Je soufflai. Je brûlais de faire peser mon poids d’homme qui était là et qui a tout vu, mes sutures récentes en preuve de mon sérieux et de la dangerosité de la fusion. Je n’osais pas encore ; quand vous apprenez à quel point le peuple est malléable et quels sont les boutons qui maîtrisent son opinion, la seule tactique honnête est de ne plus jamais lui adresser la parole. Mais face à un adversaire aussi retors, avais-je encore le luxe de l’éthique ?
Un moment de glace et le mouvement se figea. Je restai interdit. Deux morceaux d’espace flou me saisirent et me tirèrent vers le néant d’où ils sortaient. Une voix souffla :
— Bonjour, Valer.
Je me retournai dans l’obscurité. Il devenait clair que ce qui m’avait traîné jusqu’ici était une paire de mains camouflée par la grande différence d’angle entre elle et moi ; pourtant, ici, le décalage temporel ne semblait plus affecter mes perceptions. Seule l’absence de lumière m’empêchait de distinguer les traits de la silhouette face à moi. Sa figure présentait un aspect mi-statue, mi-mannequin que je ne parvenais pas à attribuer à une personne.
Soudain sceptique face à ma récente rencontre avec une fausse Verte, je l’interrogeai :
— Trois questions : où sommes-nous, que comptez-vous me faire, et de quel laboratoire êtes-vous la prétendue Dame ?
— Nous ne sommes pas une contrefaçon ; nous sommes le modèle ultime, Valer. Détends-toi, prends un myorelaxant. Bienvenue dans la Méta.
Je ricanai à l’idée qu’un rite de bienvenue soit si universel que même notre bonne vieille déesse de la ligne temporelle le pratique. Je trempai le bout de la langue dans mon verre.
— Pas dégoûtant, pour ce que c’est. Sinon, pourquoi m’avoir enlevé ?
— Pour t’offrir une révélation comme nous n’en distribuons pas souvent. Ouvre tes esgourdes.

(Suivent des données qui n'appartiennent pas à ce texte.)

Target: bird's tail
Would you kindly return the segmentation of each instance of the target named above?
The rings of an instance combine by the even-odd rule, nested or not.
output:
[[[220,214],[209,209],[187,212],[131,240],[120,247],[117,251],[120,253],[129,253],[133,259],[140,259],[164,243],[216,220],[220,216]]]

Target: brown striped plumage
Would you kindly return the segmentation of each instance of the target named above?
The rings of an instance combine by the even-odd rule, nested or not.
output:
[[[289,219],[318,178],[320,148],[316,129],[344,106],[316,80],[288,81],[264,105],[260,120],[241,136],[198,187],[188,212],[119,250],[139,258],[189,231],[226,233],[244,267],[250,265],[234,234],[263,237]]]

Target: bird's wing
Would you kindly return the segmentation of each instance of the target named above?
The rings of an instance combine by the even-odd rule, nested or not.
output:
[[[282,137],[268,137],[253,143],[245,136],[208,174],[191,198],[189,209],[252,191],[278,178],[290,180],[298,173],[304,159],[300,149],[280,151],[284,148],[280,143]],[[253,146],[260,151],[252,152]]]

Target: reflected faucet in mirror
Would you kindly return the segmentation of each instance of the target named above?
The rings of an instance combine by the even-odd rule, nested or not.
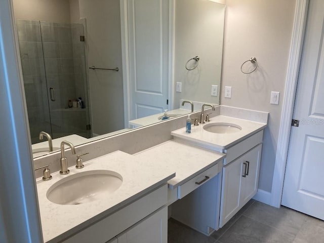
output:
[[[61,175],[67,175],[70,173],[69,170],[67,169],[67,159],[65,157],[64,152],[64,144],[71,148],[72,154],[75,154],[75,149],[73,145],[67,141],[62,141],[61,143],[61,159],[60,159],[61,165],[60,174]]]
[[[219,95],[206,94],[211,85],[220,87],[225,5],[207,0],[48,0],[51,8],[38,12],[25,9],[22,2],[37,0],[13,0],[34,158],[49,153],[47,144],[36,144],[39,130],[51,135],[55,151],[62,140],[77,146],[159,122],[148,117],[167,109],[177,111],[169,116],[182,114],[178,110],[185,97],[219,104]],[[133,11],[135,5],[141,10]],[[135,21],[143,18],[151,21]],[[146,38],[135,39],[141,36]],[[184,64],[197,54],[203,62],[187,72]],[[182,84],[180,92],[176,80]],[[132,125],[145,117],[144,124]],[[84,139],[67,137],[73,135]]]
[[[44,136],[47,138],[49,141],[49,152],[53,151],[53,143],[52,143],[52,137],[51,135],[45,132],[42,131],[39,133],[39,140],[43,140]]]
[[[189,101],[188,100],[184,100],[182,101],[182,104],[181,105],[183,106],[186,103],[189,103],[190,105],[191,105],[191,112],[193,112],[193,103],[191,101]]]
[[[215,110],[215,107],[214,107],[214,105],[211,104],[203,104],[202,106],[201,107],[201,113],[200,114],[200,121],[199,122],[199,123],[200,123],[200,124],[205,123],[205,121],[204,120],[204,109],[205,109],[205,106],[210,106],[211,107],[212,107],[212,109],[213,110]]]

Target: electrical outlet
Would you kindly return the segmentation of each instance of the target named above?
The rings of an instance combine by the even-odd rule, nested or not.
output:
[[[271,92],[271,97],[270,99],[270,103],[274,105],[278,105],[279,95],[280,92]]]
[[[232,87],[230,86],[225,87],[225,98],[231,98]]]
[[[179,93],[181,93],[181,86],[182,83],[181,82],[177,82],[177,87],[176,87],[176,91]]]
[[[218,91],[218,86],[212,85],[212,96],[217,96]]]

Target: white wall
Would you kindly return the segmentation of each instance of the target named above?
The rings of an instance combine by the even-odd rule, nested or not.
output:
[[[226,0],[222,91],[231,86],[231,99],[221,104],[270,112],[262,150],[259,188],[271,192],[287,74],[296,0]],[[256,57],[258,67],[241,72]],[[249,65],[247,68],[249,68]],[[269,104],[271,91],[280,92],[279,105]]]
[[[88,63],[119,71],[89,70],[94,134],[124,128],[124,94],[119,0],[79,0],[80,17],[87,22]]]
[[[174,104],[187,99],[219,103],[225,6],[206,0],[176,0],[174,83],[181,82],[182,92],[175,92]],[[198,67],[186,69],[188,60],[198,56]],[[194,64],[191,60],[190,64]],[[211,95],[212,85],[218,95]]]
[[[80,23],[80,10],[78,0],[69,0],[70,8],[70,21],[71,23]]]
[[[67,0],[13,0],[15,18],[32,20],[70,23]]]

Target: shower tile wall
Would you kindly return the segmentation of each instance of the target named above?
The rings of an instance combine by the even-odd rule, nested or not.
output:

Je restai sur mes gardes. La première personne du pluriel, l’attitude générale… Je craignais de l’entendre révéler son identité.
— Nous savons que tu te demandes si nous sommes ceux et celles que tu nommes improprement « Koretti ». Il se trouve que nous sommes beaucoup de monde. Et, actuellement, nous profitons de cette entrevue pour être toi, ou ce qui s’en rapproche le plus.
— Quoi ?
La Dame émit le soupir qu’on réserve aux enfants un peu stupides.
— Tu es l’un de nos seuls composants aussi redondants. Omi, ta méduse et toi êtes des copies ; vos personnalités s’impriment dur sur la nôtre. Ce sera plus facile de te parler grâce à ces conditions.
— D’accord. Vous venez d’un futur lointain où j’ai rejoint une fusion ? Oh, non… il existe plusieurs fusions qui voyagent dans le passé et que nos contemporains appellent « Dame », n’est-ce pas. Quel bordel.
— Tu fais erreur ! Nous réunissons tous les habitants de notre époque.
— … OK, QUOI ?
— Et voici ta révélation.
Le public finirait par apprendre le dilemme des samaritains. Vous savez, celui qui consiste à brûler des univers naturels pour nourrir notre univers artificiel. Une assemblée décisionnaire pas si différente de celle que j’avais quittée leur pointerait du doigt l’évidente solution : créer un univers pour nous servir de carburant, et créer à part un univers où tous déménager pour enfin quitter le Mille-feuilles.
Ainsi feraient les samaritains ; ainsi l’humanité repérerait un jeune système solaire stable avec plusieurs planètes habitables et choisirait de s’y installer. La première génération se transférerait des plages à la Terre Promise sans problèmes, mais les autres, toutes les autres, les centaines de millions de descendants parsemés par eux sur le Mille-feuilles…
— Ce n’était que logique : nous n’avions jamais appartenu à un univers naturel.
— Le transfert n’a pas fonctionné ?
— Pas comme un transfert.
La procédure fabriquerait des duplicata. Scindés en deux individus sans plus aucun lien, la copie créée sur la nouvelle Terre, l’original coincé sur les plages, les habitants du Mille-feuilles délibéreraient sur la marche à suivre.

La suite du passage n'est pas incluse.